Before summer turns to fall, the "Summer of Scandal" needs to fit one more in. It's the NFL's turn again. And it's not good. In fact, out of all the scandals that we've seen, this could be the very worst. Yes, it could be that bad.
Right now, ESPN's Chris Mortensen is reportingthat the league concluded that the Patriots were definitely stealing the Jets signals and recording them. But this could be part of a developing story. There's also a question about radio frequencies and Pro Football Talk has the strangest rumor:
"The Patriots put microphones on their defensive lineman in order to capture the offensive line calls and quarterback audibles. Then, the audio and the video of the game would be matched up, and defensive players would be given the code at halftime."
The Boston Herald says the Jets taping was at least the fourth time the Patriots did it in the last year, but it was the first time the league got their hands on the video tapes. Like all these stories, it's all going to depend on the intricate details. If we assume the worst, then the NFL will be suffering a whole lot more than with Michael Vick and the dogs.
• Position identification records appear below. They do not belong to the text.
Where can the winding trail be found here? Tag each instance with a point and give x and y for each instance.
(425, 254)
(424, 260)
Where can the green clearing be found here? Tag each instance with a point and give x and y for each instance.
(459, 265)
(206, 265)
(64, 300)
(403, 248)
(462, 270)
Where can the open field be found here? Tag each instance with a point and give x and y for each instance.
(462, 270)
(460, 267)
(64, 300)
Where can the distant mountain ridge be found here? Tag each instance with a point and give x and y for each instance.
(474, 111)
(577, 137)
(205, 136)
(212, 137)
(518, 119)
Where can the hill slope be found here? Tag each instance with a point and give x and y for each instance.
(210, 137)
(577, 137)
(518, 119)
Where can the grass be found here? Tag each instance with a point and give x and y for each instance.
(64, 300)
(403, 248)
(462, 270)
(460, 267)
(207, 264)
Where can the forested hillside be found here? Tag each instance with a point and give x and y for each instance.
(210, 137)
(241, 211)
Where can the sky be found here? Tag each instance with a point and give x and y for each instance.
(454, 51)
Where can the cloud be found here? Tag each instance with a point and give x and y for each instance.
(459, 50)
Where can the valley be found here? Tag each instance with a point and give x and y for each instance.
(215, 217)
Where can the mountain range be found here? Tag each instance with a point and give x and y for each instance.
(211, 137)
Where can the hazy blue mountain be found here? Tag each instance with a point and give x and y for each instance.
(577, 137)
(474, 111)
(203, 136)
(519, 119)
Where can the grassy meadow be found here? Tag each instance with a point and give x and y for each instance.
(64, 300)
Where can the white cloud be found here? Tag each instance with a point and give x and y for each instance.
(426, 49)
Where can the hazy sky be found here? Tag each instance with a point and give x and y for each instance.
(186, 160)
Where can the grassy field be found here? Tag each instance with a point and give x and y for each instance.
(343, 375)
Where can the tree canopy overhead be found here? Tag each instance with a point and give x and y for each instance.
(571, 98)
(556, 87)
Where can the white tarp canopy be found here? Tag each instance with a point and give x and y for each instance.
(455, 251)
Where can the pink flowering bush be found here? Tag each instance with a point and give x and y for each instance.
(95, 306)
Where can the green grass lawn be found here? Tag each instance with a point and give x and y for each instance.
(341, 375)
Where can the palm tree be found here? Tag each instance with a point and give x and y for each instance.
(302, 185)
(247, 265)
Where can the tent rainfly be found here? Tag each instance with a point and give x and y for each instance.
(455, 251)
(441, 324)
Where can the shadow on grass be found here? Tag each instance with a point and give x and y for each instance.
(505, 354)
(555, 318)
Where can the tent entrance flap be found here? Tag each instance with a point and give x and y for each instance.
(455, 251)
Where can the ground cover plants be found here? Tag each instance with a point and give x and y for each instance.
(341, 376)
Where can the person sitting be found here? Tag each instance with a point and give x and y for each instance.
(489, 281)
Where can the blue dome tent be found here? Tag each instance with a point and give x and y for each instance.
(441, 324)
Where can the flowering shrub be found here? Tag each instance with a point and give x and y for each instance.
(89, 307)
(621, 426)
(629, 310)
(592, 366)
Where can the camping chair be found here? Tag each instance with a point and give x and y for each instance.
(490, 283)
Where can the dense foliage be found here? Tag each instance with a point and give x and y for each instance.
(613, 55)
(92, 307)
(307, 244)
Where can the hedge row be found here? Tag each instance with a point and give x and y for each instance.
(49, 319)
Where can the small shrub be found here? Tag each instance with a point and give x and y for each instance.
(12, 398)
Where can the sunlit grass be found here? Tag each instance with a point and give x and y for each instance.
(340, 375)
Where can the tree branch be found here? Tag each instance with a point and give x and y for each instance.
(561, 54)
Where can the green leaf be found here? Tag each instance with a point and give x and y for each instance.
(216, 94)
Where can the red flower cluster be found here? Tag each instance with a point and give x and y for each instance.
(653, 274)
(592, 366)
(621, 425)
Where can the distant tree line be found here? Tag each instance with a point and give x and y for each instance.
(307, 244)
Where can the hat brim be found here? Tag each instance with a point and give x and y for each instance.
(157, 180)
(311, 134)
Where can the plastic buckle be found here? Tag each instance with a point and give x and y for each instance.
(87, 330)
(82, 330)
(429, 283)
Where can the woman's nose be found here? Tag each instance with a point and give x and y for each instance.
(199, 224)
Here's what happened in the worst case scenario. Patriots head coach Bill Belichick--a Wesleyan economics major who never played football--schemed an entire plan of technological espionage. It ranged from the video taping, to wiring to messing with frequencies. It was a game behind a game that enabled the Patriots to win three Super Bowls.
If that's the case, it just got much harder for NFL Commissioner Roger Goodell.
You see, when a player takes steroids or HGH, that player does it without the knowledge of the team. When a referee bets on games and influences outcomes, the league's only fault is that it didn't catch him, not that it was a participant in the action. When a player on his personal time chooses to fight pitbulls, the league can't be held responsible and fans know that.